English librarian and scholar

Henry Octavius Coxe (20 September 1811 in Bucklebury, Berkshire, England – 8 July 1881 in Oxford) was an English librarian and scholar.

The eighth son of Rev. Richard Coxe and Susan Smith, he was educated at Westminster School and Worcester College, Oxford. Immediately on taking his degree in 1833, he began work in the manuscript department of the British Museum, became in 1838 sub-librarian of the Bodleian Library in Oxford, and in 1860 succeeded Dr. Bulkeley Bandinel as head librarian, an office he held until his death in 1881.

Having proved himself an able palaeographer, he was sent out by the British government under Henry John Temple, 3rd Viscount Palmerston to inspect the libraries in the monasteries of the Levant in 1857. He discovered some valuable manuscripts, but the monks were too wise to part with their treasures. One valuable result of his travels was the detection of the forgery attempted by Constantine Simonides. He was the author of various catalogues, and under his direction that of the Bodleian, in more than 720 volumes, was completed.
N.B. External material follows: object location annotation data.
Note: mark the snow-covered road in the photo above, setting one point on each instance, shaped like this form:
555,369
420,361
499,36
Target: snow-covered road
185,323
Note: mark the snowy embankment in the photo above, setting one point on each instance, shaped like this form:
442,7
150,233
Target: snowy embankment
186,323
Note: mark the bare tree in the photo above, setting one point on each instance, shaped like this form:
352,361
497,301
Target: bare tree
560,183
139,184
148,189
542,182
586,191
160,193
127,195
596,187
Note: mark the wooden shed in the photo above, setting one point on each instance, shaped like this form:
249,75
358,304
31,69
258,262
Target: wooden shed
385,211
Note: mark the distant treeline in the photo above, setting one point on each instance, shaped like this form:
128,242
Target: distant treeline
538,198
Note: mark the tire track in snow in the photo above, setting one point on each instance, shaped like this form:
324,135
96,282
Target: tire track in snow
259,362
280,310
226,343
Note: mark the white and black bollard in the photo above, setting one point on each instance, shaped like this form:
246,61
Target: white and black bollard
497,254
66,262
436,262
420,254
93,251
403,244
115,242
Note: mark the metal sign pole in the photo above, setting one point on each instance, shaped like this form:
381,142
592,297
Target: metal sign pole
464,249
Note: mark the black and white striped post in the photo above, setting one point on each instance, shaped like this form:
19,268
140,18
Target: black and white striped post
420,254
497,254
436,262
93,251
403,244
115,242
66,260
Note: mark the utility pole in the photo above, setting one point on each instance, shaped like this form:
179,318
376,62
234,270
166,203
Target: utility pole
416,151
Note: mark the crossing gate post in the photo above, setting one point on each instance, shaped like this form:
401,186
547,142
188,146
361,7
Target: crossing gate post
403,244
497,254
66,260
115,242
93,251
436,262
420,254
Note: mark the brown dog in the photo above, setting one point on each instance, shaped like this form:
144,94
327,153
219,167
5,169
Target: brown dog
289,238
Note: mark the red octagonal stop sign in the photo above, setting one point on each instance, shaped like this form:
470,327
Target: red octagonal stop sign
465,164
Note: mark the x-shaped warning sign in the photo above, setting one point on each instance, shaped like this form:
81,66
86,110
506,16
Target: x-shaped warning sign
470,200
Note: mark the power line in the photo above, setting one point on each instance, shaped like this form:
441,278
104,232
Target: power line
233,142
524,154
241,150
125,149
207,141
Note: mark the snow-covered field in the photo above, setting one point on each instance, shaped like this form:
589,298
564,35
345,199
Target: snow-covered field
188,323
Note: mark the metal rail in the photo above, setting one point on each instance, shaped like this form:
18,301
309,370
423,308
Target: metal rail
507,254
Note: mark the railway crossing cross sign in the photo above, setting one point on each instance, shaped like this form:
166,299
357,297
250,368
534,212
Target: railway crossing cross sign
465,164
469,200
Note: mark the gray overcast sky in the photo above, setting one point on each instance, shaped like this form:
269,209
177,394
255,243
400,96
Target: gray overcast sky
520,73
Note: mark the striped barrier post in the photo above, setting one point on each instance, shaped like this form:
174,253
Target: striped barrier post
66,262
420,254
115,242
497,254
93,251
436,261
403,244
He published Rogri de Wendover Chronica, 5 vols (1841-44); the Black Prince, an historical poem written in French by Chandos Herald (1842); and Report on the Greek Manuscripts yet remaining in the Libraries of the Levant (1858).

He was not only an accurate librarian but an active and hardworking clergyman, and was for the last twenty-five years of his life in charge of the parish of Wytham, near Oxford. He was likewise honorary fellow of Worcester and Corpus Christi.

In 1839 he married Charlotte Esther, daughter of Tomkyns Hilgrove Turner, and fathered five children, of whom Susan Esther (1842-1894) married John Wordsworth, future Bishop of Salisbury.